Well worth the read.
Jun 23, 2007
http://www.atimes.com/atimes/Middle_East/IF23Ak03.htmlPage 1 of 5
THE GATES INHERITANCE, Part 1
The tortured world of US intelligence
By Roger Morris
"I may be dangerous," he said, "but I am not wicked. No, I am not wicked."
- Henry James, The American
It was a failed administration's ritual scapegoating, the ousting last winter of its ruinous secretary of defense. But in the sauve qui peut confirmation of his replacement - "The only thing that
mattered," said a Senate aide, "was that he was not Don Rumsfeld" - there was inadvertent irony.
With President George W Bush's choice of ex-Central Intelligence Agency director Robert Gates to take over the Pentagon, this most uninformed of presidents unwittingly gave us back vital pages of our recent history. If Rumsfeld, Vice President Dick Cheney, Secretary of State Condoleezza Rice and the neo-conservative claque in the second echelon of the administration are all complicit in today's misrule, Gates personifies older, equally serious, if less recognized, less remembered abuses. His laden resume offers needed evidence that Washington's tortuous, torturing foreign policies did not begin with the Bush administration - and will not end with it.
While Rumsfeld's record bared some of Washington's uglier realities and revealed the depth of decay in the US military, Gates' long passage through the world of espionage and national security illuminates other dark corners - specters of the Cold War still haunting us, nether regions of flawed, corrupted intelligence, and the malignant legacy of foreign policy's evil twin, covert intervention.

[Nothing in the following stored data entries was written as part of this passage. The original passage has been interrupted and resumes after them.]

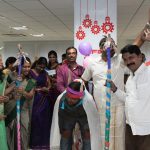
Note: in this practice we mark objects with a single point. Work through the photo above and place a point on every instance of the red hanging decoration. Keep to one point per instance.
(107, 25)
(95, 29)
(80, 34)
(87, 22)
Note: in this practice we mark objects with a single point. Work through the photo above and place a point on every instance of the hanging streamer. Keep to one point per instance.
(108, 94)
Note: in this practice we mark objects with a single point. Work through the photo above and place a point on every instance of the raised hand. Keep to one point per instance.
(4, 99)
(147, 35)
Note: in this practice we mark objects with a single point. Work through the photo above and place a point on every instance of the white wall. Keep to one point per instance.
(36, 49)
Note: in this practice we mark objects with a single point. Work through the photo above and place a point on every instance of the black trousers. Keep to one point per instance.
(136, 142)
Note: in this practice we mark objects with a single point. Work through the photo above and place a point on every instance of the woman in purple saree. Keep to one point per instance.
(41, 109)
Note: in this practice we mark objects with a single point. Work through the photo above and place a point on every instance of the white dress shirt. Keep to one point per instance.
(137, 101)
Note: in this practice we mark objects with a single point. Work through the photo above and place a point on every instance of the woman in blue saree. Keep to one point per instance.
(41, 109)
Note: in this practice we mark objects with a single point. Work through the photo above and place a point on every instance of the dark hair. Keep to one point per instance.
(28, 59)
(102, 42)
(75, 86)
(42, 60)
(34, 64)
(22, 62)
(52, 52)
(131, 49)
(71, 47)
(10, 60)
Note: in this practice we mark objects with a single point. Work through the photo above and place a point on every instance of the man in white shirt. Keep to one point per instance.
(97, 70)
(137, 100)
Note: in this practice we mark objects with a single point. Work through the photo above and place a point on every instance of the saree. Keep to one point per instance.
(11, 120)
(41, 114)
(3, 139)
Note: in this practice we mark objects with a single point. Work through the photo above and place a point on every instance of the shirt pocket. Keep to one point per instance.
(143, 91)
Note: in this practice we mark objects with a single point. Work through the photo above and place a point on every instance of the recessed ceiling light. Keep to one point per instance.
(20, 28)
(37, 35)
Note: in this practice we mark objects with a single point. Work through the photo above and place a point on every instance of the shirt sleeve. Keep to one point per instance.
(60, 80)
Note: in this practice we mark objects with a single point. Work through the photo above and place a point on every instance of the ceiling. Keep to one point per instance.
(54, 19)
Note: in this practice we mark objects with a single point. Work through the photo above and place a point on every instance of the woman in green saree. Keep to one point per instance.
(25, 93)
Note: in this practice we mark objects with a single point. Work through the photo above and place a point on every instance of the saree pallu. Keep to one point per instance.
(41, 115)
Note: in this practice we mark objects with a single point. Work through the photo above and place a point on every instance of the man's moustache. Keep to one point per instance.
(130, 64)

Like the Senate, the media welcomed Gates, in the words of the Christian Science Monitor, as the "Un-Rumsfeld". In the wake of his flinty predecessor, he arrived as a smiling, silver-haired cherub of Midwestern earnestness. That image seemed borne out by his swift firings of ranking army officials in the Walter Reed scandal, his apparent questioning of the value of the Pentagon's notorious penal colony at Guantanamo Bay, his more moderate (or at least conventionally diplomatic) rhetoric in the international arena, and even his heresy in mentioning respectfully - and quaintly - the constitutional role of "the press" in a Naval Academy commencement address.